RWS launches AI translation tool to challenge DeepL
RWS has launched Language Weaver Pro, a new artificial intelligence translation model developed with Cohere.
The company says it is designed for businesses and public sector organisations handling business-critical content. Internal benchmarking, according to RWS, placed it ahead of DeepL and Gemini in 31 of the 32 languages tested.
RWS describes Language Weaver Pro as a model with more than 100 billion parameters and says it is the largest dedicated translation model in production. It was built for translation work in which accuracy, fluency and data handling face close scrutiny, particularly in regulated environments and in content carrying commercial or legal risk.
According to RWS, the benchmarking combined human and automated testing. It covered sentence- and paragraph-level datasets, including factual text and marketing material, which can be harder for machine translation systems because of tone, phrasing and cultural references.
The launch comes as translation providers and artificial intelligence companies compete to position their tools for workplace use rather than consumer applications. For many large organisations, translation software is increasingly tied to compliance, internal knowledge systems and customer communications, increasing the importance of security controls and consistency across languages.
Language Weaver Pro is part of RWS's Language Intelligence offering, which combines multilingual artificial intelligence models, translation expertise and secure language technology. It is also integrated into the company's Trados portfolio, used by linguists and localisation teams.
Ben Faes, Chief Executive of RWS, said the product is intended to address a gap in the market.
"Most AI translation speaks the language but misses the meaning. Language Weaver Pro closes that gap - it's the first AI translation solution built to understand not just words, but culture, context and compliance," Faes said.
Cohere, which worked with RWS on the model, focuses on artificial intelligence systems for corporate customers, with an emphasis on data control and deployment options. The partnership reflects a broader trend of software and services groups combining specialist language assets with foundation model providers to build tools for narrower business uses.
Benchmark claims
RWS did not publish detailed scoring data in the launch material, but said Language Weaver Pro ranked first in 31 of 32 languages in its tests. It also said the model delivered higher translation quality than competing tools on both short and longer passages.

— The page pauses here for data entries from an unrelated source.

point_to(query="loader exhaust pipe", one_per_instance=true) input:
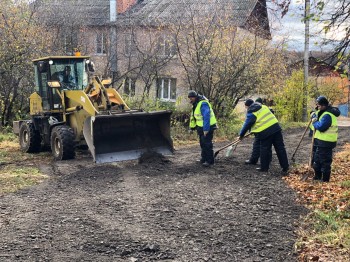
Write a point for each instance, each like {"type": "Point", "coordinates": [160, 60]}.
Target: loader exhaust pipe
{"type": "Point", "coordinates": [125, 136]}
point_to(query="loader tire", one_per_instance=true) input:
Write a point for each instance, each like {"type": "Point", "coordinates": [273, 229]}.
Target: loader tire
{"type": "Point", "coordinates": [29, 138]}
{"type": "Point", "coordinates": [62, 143]}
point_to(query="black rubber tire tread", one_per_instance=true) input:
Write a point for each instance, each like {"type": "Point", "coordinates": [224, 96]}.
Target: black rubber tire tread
{"type": "Point", "coordinates": [29, 138]}
{"type": "Point", "coordinates": [64, 137]}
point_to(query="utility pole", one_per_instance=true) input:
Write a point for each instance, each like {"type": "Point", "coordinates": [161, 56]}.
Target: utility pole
{"type": "Point", "coordinates": [113, 39]}
{"type": "Point", "coordinates": [306, 58]}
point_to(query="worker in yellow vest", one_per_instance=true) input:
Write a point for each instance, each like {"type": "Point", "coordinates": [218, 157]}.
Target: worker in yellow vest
{"type": "Point", "coordinates": [324, 123]}
{"type": "Point", "coordinates": [203, 120]}
{"type": "Point", "coordinates": [264, 125]}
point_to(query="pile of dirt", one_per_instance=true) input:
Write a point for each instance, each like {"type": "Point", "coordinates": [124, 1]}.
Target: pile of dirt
{"type": "Point", "coordinates": [159, 209]}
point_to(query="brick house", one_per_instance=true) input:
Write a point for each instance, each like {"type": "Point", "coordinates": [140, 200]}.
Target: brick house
{"type": "Point", "coordinates": [143, 25]}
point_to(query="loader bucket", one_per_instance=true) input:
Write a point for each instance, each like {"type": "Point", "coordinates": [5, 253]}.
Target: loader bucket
{"type": "Point", "coordinates": [126, 136]}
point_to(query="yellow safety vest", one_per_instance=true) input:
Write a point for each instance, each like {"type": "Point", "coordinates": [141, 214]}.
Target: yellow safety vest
{"type": "Point", "coordinates": [331, 134]}
{"type": "Point", "coordinates": [197, 118]}
{"type": "Point", "coordinates": [264, 119]}
{"type": "Point", "coordinates": [311, 125]}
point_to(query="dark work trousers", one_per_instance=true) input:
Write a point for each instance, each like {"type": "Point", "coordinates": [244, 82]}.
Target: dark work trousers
{"type": "Point", "coordinates": [276, 140]}
{"type": "Point", "coordinates": [254, 157]}
{"type": "Point", "coordinates": [206, 143]}
{"type": "Point", "coordinates": [322, 163]}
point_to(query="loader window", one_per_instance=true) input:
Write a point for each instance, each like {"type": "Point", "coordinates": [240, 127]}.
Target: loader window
{"type": "Point", "coordinates": [71, 75]}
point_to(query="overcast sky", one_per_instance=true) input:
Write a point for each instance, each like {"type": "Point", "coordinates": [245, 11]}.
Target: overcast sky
{"type": "Point", "coordinates": [292, 29]}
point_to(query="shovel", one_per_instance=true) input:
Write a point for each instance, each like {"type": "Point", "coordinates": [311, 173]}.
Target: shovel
{"type": "Point", "coordinates": [310, 170]}
{"type": "Point", "coordinates": [228, 145]}
{"type": "Point", "coordinates": [301, 139]}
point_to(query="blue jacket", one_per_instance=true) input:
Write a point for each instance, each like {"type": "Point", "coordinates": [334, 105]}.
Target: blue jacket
{"type": "Point", "coordinates": [205, 111]}
{"type": "Point", "coordinates": [251, 119]}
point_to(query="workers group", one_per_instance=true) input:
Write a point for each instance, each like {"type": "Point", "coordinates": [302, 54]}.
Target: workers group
{"type": "Point", "coordinates": [263, 124]}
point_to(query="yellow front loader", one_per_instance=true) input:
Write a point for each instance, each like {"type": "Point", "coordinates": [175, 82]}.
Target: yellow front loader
{"type": "Point", "coordinates": [69, 108]}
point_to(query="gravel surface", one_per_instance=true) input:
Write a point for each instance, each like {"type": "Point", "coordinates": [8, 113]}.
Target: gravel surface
{"type": "Point", "coordinates": [156, 209]}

This matters because paragraph-level translation can reveal weaknesses that do not appear in isolated sentence tests. Systems may translate individual lines correctly but still lose meaning, register or context when handling connected text, particularly in sectors such as marketing, law, life sciences and government communications.

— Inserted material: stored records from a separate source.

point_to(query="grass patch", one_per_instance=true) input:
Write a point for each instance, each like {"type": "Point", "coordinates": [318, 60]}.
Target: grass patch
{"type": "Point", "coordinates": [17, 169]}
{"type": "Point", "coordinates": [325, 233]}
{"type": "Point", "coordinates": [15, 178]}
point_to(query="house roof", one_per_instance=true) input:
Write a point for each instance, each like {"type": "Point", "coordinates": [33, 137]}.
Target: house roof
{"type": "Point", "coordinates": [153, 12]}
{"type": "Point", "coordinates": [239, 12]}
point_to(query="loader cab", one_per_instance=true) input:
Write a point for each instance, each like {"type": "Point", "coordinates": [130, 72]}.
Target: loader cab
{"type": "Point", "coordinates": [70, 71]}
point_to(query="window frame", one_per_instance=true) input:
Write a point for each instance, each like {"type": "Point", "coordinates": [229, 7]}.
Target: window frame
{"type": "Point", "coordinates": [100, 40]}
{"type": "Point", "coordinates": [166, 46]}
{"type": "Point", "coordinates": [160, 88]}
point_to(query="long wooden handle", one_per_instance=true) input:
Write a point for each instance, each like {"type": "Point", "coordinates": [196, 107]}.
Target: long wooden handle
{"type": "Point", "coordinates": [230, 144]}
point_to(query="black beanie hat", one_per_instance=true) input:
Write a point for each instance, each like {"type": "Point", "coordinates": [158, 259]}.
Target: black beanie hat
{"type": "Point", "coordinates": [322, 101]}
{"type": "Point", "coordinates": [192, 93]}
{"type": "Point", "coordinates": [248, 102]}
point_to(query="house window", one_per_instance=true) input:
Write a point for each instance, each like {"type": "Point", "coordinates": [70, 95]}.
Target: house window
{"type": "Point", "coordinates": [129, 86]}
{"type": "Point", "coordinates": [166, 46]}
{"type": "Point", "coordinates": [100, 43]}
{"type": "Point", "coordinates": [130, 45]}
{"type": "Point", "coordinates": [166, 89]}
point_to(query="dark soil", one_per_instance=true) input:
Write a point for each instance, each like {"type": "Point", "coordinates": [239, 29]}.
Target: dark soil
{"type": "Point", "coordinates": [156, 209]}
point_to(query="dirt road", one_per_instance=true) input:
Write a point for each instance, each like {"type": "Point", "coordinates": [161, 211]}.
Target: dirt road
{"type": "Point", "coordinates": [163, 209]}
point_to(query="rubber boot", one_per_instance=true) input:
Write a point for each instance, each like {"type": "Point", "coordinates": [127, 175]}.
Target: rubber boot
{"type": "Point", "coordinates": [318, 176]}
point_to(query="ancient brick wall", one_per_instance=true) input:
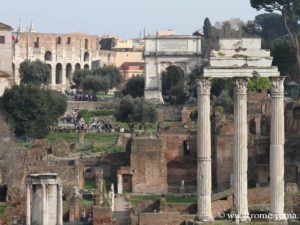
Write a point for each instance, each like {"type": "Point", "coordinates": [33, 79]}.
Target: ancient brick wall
{"type": "Point", "coordinates": [148, 166]}
{"type": "Point", "coordinates": [102, 216]}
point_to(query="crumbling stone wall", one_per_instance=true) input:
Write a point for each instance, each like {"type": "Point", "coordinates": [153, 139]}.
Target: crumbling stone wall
{"type": "Point", "coordinates": [148, 165]}
{"type": "Point", "coordinates": [102, 216]}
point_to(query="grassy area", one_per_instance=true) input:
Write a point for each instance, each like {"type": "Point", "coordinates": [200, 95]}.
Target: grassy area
{"type": "Point", "coordinates": [95, 142]}
{"type": "Point", "coordinates": [2, 208]}
{"type": "Point", "coordinates": [90, 184]}
{"type": "Point", "coordinates": [86, 202]}
{"type": "Point", "coordinates": [223, 222]}
{"type": "Point", "coordinates": [53, 136]}
{"type": "Point", "coordinates": [88, 137]}
{"type": "Point", "coordinates": [171, 200]}
{"type": "Point", "coordinates": [188, 200]}
{"type": "Point", "coordinates": [104, 96]}
{"type": "Point", "coordinates": [134, 199]}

RWS has long operated in localisation, translation and intellectual property support, and the launch shows its effort to link its linguistic services more closely with artificial intelligence products. The company says its wider language technology draws on decades of linguistic expertise as well as a network of specialists and data professionals.
Enterprise focus
The focus on business and government users also highlights a central commercial question for artificial intelligence vendors: whether customers will pay a premium for tools tailored to specialist tasks. Generic models can often handle translation reasonably well, but organisations in regulated or sensitive sectors may want stronger audit, governance and privacy controls, along with less tolerance for factual or tonal errors.

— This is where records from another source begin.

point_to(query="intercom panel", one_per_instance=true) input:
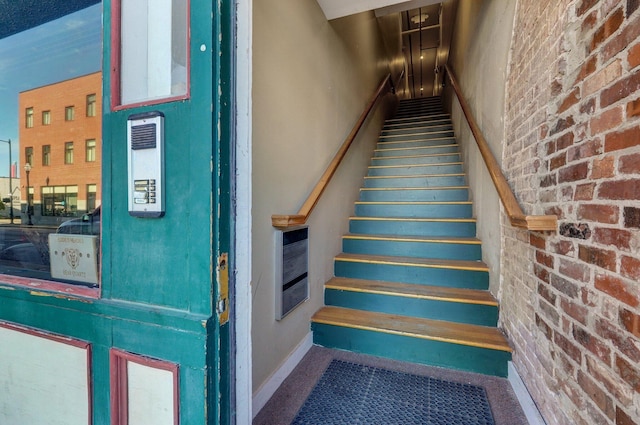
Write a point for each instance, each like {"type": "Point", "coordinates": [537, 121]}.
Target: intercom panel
{"type": "Point", "coordinates": [145, 137]}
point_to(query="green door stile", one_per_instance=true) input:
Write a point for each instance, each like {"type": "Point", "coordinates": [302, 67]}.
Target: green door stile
{"type": "Point", "coordinates": [410, 283]}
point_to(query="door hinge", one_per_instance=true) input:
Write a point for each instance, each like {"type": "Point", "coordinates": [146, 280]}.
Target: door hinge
{"type": "Point", "coordinates": [222, 304]}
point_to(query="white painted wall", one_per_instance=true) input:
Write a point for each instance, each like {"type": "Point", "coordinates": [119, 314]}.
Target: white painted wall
{"type": "Point", "coordinates": [311, 81]}
{"type": "Point", "coordinates": [479, 54]}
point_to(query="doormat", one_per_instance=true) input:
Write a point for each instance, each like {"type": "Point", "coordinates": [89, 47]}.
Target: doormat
{"type": "Point", "coordinates": [349, 394]}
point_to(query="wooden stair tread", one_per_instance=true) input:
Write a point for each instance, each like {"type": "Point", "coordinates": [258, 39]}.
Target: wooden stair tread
{"type": "Point", "coordinates": [413, 202]}
{"type": "Point", "coordinates": [408, 290]}
{"type": "Point", "coordinates": [416, 165]}
{"type": "Point", "coordinates": [413, 261]}
{"type": "Point", "coordinates": [370, 189]}
{"type": "Point", "coordinates": [413, 176]}
{"type": "Point", "coordinates": [431, 239]}
{"type": "Point", "coordinates": [457, 333]}
{"type": "Point", "coordinates": [418, 219]}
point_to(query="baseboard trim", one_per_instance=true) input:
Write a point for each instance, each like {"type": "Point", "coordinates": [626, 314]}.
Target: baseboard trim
{"type": "Point", "coordinates": [524, 398]}
{"type": "Point", "coordinates": [266, 391]}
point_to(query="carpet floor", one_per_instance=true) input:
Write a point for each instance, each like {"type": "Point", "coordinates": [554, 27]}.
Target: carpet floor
{"type": "Point", "coordinates": [338, 387]}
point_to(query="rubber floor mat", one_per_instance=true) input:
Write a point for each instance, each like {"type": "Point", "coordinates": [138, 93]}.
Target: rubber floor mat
{"type": "Point", "coordinates": [352, 394]}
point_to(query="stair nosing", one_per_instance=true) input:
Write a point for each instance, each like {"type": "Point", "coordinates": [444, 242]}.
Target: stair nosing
{"type": "Point", "coordinates": [444, 164]}
{"type": "Point", "coordinates": [465, 187]}
{"type": "Point", "coordinates": [408, 290]}
{"type": "Point", "coordinates": [420, 219]}
{"type": "Point", "coordinates": [416, 141]}
{"type": "Point", "coordinates": [428, 263]}
{"type": "Point", "coordinates": [448, 337]}
{"type": "Point", "coordinates": [428, 155]}
{"type": "Point", "coordinates": [414, 238]}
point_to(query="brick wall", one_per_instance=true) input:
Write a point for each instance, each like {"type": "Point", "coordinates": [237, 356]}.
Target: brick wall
{"type": "Point", "coordinates": [55, 98]}
{"type": "Point", "coordinates": [571, 300]}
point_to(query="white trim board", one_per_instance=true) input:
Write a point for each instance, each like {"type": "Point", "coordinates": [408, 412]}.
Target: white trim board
{"type": "Point", "coordinates": [268, 389]}
{"type": "Point", "coordinates": [524, 398]}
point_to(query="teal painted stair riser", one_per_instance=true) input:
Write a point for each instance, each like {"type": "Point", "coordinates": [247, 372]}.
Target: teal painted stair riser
{"type": "Point", "coordinates": [407, 228]}
{"type": "Point", "coordinates": [415, 150]}
{"type": "Point", "coordinates": [475, 314]}
{"type": "Point", "coordinates": [454, 278]}
{"type": "Point", "coordinates": [455, 179]}
{"type": "Point", "coordinates": [436, 353]}
{"type": "Point", "coordinates": [426, 134]}
{"type": "Point", "coordinates": [420, 158]}
{"type": "Point", "coordinates": [416, 128]}
{"type": "Point", "coordinates": [408, 170]}
{"type": "Point", "coordinates": [406, 195]}
{"type": "Point", "coordinates": [435, 210]}
{"type": "Point", "coordinates": [440, 250]}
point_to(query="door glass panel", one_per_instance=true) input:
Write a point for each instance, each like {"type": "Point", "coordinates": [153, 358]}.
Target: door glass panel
{"type": "Point", "coordinates": [50, 210]}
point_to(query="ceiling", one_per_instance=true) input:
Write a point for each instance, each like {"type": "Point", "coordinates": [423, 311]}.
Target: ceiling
{"type": "Point", "coordinates": [426, 29]}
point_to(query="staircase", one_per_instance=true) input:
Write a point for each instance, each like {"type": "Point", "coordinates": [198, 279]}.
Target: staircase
{"type": "Point", "coordinates": [410, 284]}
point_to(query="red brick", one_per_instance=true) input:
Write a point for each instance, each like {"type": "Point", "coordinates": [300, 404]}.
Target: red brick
{"type": "Point", "coordinates": [599, 397]}
{"type": "Point", "coordinates": [568, 347]}
{"type": "Point", "coordinates": [592, 343]}
{"type": "Point", "coordinates": [563, 247]}
{"type": "Point", "coordinates": [623, 139]}
{"type": "Point", "coordinates": [630, 373]}
{"type": "Point", "coordinates": [630, 321]}
{"type": "Point", "coordinates": [546, 329]}
{"type": "Point", "coordinates": [572, 98]}
{"type": "Point", "coordinates": [603, 168]}
{"type": "Point", "coordinates": [616, 386]}
{"type": "Point", "coordinates": [568, 288]}
{"type": "Point", "coordinates": [630, 267]}
{"type": "Point", "coordinates": [574, 270]}
{"type": "Point", "coordinates": [537, 241]}
{"type": "Point", "coordinates": [598, 257]}
{"type": "Point", "coordinates": [620, 190]}
{"type": "Point", "coordinates": [620, 90]}
{"type": "Point", "coordinates": [602, 79]}
{"type": "Point", "coordinates": [617, 288]}
{"type": "Point", "coordinates": [584, 6]}
{"type": "Point", "coordinates": [618, 338]}
{"type": "Point", "coordinates": [573, 173]}
{"type": "Point", "coordinates": [541, 273]}
{"type": "Point", "coordinates": [562, 124]}
{"type": "Point", "coordinates": [585, 150]}
{"type": "Point", "coordinates": [564, 141]}
{"type": "Point", "coordinates": [546, 293]}
{"type": "Point", "coordinates": [590, 65]}
{"type": "Point", "coordinates": [606, 121]}
{"type": "Point", "coordinates": [633, 56]}
{"type": "Point", "coordinates": [619, 238]}
{"type": "Point", "coordinates": [575, 311]}
{"type": "Point", "coordinates": [599, 213]}
{"type": "Point", "coordinates": [623, 419]}
{"type": "Point", "coordinates": [630, 164]}
{"type": "Point", "coordinates": [632, 217]}
{"type": "Point", "coordinates": [620, 42]}
{"type": "Point", "coordinates": [558, 161]}
{"type": "Point", "coordinates": [584, 192]}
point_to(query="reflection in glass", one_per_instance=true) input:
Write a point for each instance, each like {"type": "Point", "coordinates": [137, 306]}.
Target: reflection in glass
{"type": "Point", "coordinates": [45, 73]}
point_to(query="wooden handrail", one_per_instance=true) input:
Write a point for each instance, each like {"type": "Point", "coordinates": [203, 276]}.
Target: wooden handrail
{"type": "Point", "coordinates": [283, 220]}
{"type": "Point", "coordinates": [511, 205]}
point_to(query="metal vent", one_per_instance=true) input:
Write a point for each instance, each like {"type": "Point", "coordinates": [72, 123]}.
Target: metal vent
{"type": "Point", "coordinates": [143, 136]}
{"type": "Point", "coordinates": [292, 247]}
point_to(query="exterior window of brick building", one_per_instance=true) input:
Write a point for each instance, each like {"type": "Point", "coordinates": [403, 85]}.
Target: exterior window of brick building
{"type": "Point", "coordinates": [28, 118]}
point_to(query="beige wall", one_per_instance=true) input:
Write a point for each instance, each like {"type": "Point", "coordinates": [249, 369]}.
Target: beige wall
{"type": "Point", "coordinates": [478, 57]}
{"type": "Point", "coordinates": [312, 80]}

For Cohere, the partnership is another example of its technology being used in a defined enterprise workflow rather than as a general-purpose chatbot. Its management has argued that corporate adoption will depend not only on model quality but also on whether systems reflect how organisations communicate across departments, markets and legal jurisdictions.
Aidan Gomez, chief executive and co-founder of Cohere, said: "RWS is pushing the boundaries of what's possible in enterprise translation. By building on Cohere's secure frontier AI technology, they can capture meaning, nuance, and context across languages in a way that reflects how people and businesses actually communicate. High-quality translation is essential infrastructure for global businesses operating across borders."